4. Calcio Fiorentino


An early variant of soccer, itself based on an ancient Roman game, Calcio Fiorentino is a brutal sport for tough, tough guys. Each team is comprised of 27 players, who are required to get the ball through a perimeter goal at each end of the pitch to score points. The manner in which one can get hold the ball is the most arrestingly treacherous feature of the game, the only methods barred being full punches to the face and kicks to the head. Choking, headbutting and body blows are all permitted. Originally it was a sport for rich, young Italian aristocrats, and three popes were even known to play it in the Vatican at one point, but as you can probably imagine this is no longer the case. As with many of these age old sports, Calcio Fiorentino fell out of fashion for a couple of centuries, only to be revived in the modern age. Nowadays it is played annually and attracts some of the hardest gentlemen in Italy.

3. Underwater Hockey


Also known as Octopush, underwater hockey has been played since 1954, when it was invented by Englishman Alan Blake as a way to keep members of his diving club busy during the winter months when it was too cold to dive in the ocean. Since then, the eight-person underwater goal sport has taken off in a big way. It is internationally recognized as a legitimate sport, and has an international championship bi-annually. Players chase a lead puck on the bottom of the pool, their gloved hands holding a sort of short version of a hockey stick. They have to get the puck (known as a ‘squid’) into the goal (known as a ‘gulley’). The game consists of two halves of ten to fifteen minutes each, and has been described – somewhat understandably – as not particularly spectator friendly. Maybe not quite the contact sport ice hockey is but pretty physical nonetheless.

2. Buzkashi


A sport that can only be described as a mix of Polo and Football, but with a headless animal’s torso instead of a ball. Buzkashi is played across Asia, in Afghanistan, Tajikistan, Uzbekistan, Kyrgyzstan, northern Pakistan and 
Kazakhstan.

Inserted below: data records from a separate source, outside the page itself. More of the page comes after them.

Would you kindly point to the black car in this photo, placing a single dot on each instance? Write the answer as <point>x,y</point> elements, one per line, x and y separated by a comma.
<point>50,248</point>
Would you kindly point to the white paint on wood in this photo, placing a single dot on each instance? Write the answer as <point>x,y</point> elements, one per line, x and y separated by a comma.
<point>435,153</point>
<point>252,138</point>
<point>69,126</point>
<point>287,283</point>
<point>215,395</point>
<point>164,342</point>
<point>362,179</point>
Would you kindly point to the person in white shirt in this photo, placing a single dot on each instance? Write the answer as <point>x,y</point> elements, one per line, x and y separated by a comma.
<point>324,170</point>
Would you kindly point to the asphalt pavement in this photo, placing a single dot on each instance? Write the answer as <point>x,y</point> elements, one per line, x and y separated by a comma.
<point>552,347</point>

It even has its own version in the USA. The aim is to ride a horse towards a large dead animal and reach down to grab it from the floor at high speed. The rider in possession must then ride clear of the others and get the carcass past a goal line or into a goal circle before he can be stripped of the unfortunate beast by his opponents. The headless animal in question is usually a calf, specially prepared by being hollowed out, beheaded and having its appendages cut off. In order to harden the body and prevent disintegration, it is soaked in water before a game and packed with sand. As you may have worked out, the game is fairly intense. Matches can go on for days as there is a lack of a given time limit, and when a handful of determined men on horses scrum together to fight over the body it can become seriously dangerous. The game is huge in countries such as Afghanistan, and experienced players are revered local figures.

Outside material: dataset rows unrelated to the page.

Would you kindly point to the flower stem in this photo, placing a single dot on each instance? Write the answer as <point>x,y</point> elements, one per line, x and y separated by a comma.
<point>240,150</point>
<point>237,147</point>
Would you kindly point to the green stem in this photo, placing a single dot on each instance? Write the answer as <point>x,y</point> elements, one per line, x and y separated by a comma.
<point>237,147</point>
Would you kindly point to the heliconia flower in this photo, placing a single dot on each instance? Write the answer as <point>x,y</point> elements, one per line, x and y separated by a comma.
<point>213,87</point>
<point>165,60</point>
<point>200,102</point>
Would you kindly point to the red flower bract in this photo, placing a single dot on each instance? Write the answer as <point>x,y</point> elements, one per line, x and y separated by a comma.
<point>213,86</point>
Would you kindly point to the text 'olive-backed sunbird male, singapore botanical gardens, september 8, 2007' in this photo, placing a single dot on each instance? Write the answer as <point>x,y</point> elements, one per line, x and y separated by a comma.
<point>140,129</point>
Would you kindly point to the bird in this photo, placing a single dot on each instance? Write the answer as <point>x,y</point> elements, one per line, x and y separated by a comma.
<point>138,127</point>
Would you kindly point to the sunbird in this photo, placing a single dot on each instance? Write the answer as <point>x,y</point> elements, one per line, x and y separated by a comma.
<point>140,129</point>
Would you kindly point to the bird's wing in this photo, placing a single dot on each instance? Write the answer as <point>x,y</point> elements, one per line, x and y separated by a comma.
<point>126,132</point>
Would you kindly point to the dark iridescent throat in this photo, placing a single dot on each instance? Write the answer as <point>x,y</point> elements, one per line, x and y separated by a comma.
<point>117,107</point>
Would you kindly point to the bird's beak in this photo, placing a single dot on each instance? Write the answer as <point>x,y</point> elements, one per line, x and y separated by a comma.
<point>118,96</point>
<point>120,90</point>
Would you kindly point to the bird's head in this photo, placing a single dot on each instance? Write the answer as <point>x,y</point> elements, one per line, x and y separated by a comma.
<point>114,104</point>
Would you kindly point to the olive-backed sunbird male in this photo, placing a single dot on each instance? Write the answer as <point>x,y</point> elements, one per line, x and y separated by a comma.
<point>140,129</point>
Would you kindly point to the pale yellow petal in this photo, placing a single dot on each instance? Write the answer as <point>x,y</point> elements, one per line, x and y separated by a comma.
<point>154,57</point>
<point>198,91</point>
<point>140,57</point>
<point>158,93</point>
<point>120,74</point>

1. Royal Shrovetide Football


Every Shrove Tuesday and Ash Wednesday, in the English village of Ashbourne, a game takes place which has been an ongoing tradition since the 1300s. The village is split into two halves based on the birthplace of the villager: those born on the north of the river are Up’Ards; those on the south are Down’Ards. The massive crowd gathers in the center of the village and a ball is released. What ensues is the most chaotic and unruly sport in the world. The aim is for one's team to score by ‘goaling’ the ball against one of two millstones on either side of the village. The few rules that exist equate to ‘don’t kill anyone’ and ‘don’t drive away with the ball.’ It has been rumored that the origins of the game lie in the tossing of a severed head into the crowd following an execution. Either way, the game has quite a name for itself in Britain, having received wide coverage in recent years. It also achieved royal status after a visit from the Prince of Wales in the 1920s.